Now that we are brave (and careful) to prepare ourselves to dance in the context of a pandemic, it is worth remembering that Tango itself originated during another massive epidemic that transformed the city of Buenos Aires: The Yellow Fever.
That epidemic spread between 1850 and 1870, striking the hardest in 1871, probably killing around 8% of the citizens of Buenos Aires. A mosquito transmitted illness arrived to the city from Brazil and particularly from Paraguay, from where Argentinean soldiers were returning from the Paraguayan War. Without sanitarian measures at disposal, a precarious hygiene, overcrowded areas and polluted rivers, the epidemic killed thousands and forced many more into exile from the city.

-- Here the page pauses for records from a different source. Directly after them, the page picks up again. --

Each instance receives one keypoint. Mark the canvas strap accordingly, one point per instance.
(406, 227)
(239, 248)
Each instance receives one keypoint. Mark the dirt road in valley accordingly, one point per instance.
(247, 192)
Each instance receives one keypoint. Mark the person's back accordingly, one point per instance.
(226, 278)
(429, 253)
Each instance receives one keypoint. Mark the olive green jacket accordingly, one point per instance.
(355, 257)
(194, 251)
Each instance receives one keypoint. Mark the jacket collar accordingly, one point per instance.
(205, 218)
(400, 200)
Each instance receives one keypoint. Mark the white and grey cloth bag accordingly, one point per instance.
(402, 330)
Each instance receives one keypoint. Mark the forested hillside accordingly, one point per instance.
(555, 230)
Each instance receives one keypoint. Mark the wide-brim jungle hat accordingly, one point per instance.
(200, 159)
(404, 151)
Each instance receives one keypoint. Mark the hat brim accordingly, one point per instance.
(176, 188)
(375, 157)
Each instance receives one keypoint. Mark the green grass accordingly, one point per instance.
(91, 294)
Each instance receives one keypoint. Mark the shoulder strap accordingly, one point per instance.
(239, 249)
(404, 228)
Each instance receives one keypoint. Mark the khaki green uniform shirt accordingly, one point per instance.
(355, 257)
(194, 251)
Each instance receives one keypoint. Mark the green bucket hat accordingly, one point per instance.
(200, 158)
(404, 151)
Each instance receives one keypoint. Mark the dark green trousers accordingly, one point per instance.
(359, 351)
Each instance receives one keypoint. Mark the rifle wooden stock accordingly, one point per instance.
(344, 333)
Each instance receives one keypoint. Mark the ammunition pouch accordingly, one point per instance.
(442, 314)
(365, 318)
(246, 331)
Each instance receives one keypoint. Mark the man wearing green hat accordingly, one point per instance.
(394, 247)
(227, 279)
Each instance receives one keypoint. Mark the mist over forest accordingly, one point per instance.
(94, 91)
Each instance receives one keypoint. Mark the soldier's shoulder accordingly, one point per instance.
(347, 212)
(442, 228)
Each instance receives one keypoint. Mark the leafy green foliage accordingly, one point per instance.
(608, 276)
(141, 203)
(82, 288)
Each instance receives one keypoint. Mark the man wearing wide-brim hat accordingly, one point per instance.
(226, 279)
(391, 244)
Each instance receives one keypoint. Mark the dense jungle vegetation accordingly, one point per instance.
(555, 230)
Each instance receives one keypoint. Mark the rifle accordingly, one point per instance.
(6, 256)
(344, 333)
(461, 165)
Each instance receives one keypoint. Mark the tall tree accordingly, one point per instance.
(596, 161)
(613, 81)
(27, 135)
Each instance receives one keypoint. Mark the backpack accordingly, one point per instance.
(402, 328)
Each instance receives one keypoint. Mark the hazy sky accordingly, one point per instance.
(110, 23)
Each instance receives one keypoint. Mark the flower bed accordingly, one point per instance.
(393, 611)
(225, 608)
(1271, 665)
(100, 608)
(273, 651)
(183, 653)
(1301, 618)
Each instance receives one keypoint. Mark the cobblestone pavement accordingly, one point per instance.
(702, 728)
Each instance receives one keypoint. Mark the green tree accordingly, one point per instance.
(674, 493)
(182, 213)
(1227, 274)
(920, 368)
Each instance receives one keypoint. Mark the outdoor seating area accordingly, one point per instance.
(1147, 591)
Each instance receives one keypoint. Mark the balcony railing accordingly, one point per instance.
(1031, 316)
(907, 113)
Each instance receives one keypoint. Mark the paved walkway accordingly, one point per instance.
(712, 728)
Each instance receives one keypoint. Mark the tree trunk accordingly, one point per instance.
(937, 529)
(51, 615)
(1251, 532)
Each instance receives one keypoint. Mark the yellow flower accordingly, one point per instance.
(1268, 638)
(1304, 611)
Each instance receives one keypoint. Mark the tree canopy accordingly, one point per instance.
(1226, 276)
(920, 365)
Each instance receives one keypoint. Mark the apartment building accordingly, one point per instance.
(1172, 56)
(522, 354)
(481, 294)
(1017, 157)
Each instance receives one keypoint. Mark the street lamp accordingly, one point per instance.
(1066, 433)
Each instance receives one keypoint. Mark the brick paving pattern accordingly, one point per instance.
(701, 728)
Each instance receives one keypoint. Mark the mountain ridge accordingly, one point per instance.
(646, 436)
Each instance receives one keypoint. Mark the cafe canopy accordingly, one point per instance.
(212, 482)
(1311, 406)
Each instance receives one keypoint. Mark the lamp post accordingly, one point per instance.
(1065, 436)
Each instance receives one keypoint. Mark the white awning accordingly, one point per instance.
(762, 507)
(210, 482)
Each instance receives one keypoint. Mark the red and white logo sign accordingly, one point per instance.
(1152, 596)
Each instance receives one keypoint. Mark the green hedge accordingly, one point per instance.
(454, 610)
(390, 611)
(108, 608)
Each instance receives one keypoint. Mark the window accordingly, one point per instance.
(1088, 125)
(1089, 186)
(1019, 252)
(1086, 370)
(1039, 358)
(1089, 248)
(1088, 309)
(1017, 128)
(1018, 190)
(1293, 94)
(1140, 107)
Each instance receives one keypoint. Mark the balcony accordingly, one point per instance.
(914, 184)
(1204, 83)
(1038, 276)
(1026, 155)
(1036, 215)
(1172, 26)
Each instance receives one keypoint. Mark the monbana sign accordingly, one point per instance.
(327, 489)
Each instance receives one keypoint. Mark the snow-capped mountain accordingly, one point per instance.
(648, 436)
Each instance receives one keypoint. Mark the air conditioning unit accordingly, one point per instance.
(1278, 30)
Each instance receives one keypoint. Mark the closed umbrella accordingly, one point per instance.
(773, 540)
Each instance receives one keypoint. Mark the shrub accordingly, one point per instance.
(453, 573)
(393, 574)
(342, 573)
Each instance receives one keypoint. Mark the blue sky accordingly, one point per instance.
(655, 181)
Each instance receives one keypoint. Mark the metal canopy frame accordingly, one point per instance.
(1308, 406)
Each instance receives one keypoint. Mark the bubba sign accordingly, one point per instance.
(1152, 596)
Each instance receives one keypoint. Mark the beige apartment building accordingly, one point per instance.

Some historians considered that this epidemic caused the reduction of the black population in Buenos Aires. It indeed collaborated into a transformation of the city and the abandonment by the upper classes from the neighbourhoods from the south that soon became the main destination of recently arrived immigrants and came to be the centre stage for the development of the early stages of Tango.
That coexistence of immigrants sharing the same shores of the River Plate was fundamental for the explosion of innovation that was produced by the mixture of the Black influence in fusion with European culture and created the music and dance that we love so passionately.